Lo mejor: 'More', 'Days Like These', 'All Night', 'I Can Wait',
Te gustará si te gustan: Radiohead, Swans
Escúchalo: en Youtube

¿De cuántas maneras puede reciclarse un grupo sin perder su esencia? Low dieron una lección al respecto en ‘Double Negative‘ (2018), un álbum clave en su carrera en el que dejaron correr la sangre de la distorsión, sólo para desembocar en una de las mejores canciones de su repertorio, ‘Disarray‘. En ‘HEY WHAT’, igualmente producido por BJ Burton, que se ha transformado más aún en su mano derecha tras el abandono del bajista Steve Garrington tras 13 años de fidelidad, siguen por el camino de llevarse a sí mismos hasta el límite.

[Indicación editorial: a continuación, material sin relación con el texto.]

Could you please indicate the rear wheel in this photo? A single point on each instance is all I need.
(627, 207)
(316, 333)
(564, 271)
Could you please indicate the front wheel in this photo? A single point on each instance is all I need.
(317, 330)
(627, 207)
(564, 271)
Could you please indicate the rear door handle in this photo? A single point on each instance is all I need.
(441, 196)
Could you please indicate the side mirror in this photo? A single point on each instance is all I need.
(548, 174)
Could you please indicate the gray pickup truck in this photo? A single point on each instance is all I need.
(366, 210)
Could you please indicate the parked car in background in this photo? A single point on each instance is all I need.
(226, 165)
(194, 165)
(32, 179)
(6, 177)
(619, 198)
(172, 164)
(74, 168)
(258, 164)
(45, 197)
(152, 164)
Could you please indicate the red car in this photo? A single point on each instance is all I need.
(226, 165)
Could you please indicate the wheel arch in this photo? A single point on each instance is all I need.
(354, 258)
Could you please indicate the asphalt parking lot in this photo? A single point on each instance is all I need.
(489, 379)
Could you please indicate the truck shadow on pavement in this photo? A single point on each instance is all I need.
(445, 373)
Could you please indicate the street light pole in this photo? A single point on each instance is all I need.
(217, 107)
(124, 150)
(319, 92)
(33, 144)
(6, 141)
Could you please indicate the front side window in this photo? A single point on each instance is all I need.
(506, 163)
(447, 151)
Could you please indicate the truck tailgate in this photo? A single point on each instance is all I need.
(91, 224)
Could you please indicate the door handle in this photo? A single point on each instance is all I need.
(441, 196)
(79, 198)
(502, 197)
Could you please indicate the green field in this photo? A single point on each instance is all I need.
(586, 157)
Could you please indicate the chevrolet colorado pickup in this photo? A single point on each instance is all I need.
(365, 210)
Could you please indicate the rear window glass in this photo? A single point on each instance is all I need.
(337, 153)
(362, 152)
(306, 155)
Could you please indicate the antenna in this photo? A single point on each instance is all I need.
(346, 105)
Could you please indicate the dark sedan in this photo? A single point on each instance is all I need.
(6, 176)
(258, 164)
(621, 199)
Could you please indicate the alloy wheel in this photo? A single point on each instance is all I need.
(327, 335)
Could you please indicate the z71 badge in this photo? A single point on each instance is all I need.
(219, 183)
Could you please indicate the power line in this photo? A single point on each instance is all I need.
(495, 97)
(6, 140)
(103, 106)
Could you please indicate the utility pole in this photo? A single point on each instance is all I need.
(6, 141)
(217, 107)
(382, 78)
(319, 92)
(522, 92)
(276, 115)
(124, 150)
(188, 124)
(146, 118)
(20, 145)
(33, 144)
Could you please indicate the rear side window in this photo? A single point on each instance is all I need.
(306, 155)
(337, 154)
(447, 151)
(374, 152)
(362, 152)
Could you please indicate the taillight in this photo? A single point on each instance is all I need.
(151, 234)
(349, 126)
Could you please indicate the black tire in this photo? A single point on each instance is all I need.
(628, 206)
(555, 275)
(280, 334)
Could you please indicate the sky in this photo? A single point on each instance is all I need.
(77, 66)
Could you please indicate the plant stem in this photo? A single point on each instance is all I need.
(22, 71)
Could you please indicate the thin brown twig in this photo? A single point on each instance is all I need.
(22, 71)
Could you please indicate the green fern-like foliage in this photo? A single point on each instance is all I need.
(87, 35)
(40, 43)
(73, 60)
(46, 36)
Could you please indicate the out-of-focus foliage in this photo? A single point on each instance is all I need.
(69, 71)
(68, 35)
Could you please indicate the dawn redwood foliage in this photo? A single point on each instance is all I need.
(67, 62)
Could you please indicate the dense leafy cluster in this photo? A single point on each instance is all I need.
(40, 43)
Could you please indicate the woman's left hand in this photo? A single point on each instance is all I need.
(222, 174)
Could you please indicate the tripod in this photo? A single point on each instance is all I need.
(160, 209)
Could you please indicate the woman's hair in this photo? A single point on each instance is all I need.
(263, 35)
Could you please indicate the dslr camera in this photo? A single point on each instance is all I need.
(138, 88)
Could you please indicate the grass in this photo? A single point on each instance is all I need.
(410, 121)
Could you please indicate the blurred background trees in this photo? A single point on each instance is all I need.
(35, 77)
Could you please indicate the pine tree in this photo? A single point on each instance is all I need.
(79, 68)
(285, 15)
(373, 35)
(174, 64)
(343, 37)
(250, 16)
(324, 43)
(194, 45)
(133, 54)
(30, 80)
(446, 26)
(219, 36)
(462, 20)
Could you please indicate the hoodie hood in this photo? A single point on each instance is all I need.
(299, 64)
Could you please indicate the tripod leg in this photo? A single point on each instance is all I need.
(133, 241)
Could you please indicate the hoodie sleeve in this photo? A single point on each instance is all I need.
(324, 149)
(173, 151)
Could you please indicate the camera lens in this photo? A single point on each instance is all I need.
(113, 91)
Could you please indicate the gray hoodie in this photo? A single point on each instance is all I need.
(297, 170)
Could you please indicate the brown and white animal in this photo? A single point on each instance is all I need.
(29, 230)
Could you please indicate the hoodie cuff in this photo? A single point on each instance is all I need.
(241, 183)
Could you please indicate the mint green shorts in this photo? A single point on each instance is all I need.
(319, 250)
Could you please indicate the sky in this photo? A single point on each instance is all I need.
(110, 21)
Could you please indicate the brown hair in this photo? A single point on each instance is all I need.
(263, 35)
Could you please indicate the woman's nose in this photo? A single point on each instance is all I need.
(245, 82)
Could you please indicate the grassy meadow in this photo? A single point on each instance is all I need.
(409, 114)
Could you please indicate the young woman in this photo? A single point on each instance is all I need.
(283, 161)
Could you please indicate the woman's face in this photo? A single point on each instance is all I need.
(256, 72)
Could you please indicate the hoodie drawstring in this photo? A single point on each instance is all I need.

Low ya son sólo un dúo, el conformado por los que siempre fueron los líderes del grupo, el inseparable matrimonio de Alan Sparhawk y Mimi Parker. Ni después de una docena de grandes álbumes conocen acomodamiento ni, en el lado malo, tampoco confianza en sí mismos, lo cual utilizan al menos de manera creativa. Alan se siente acomplejado como «hombre blanco de 53 años» y antes de alzar su voz «para hablar de sus sentimientos» por enésima vez, prefiere pensárselo dos veces para asegurarse de que lo que tiene que decir «merece la pena ser escuchado».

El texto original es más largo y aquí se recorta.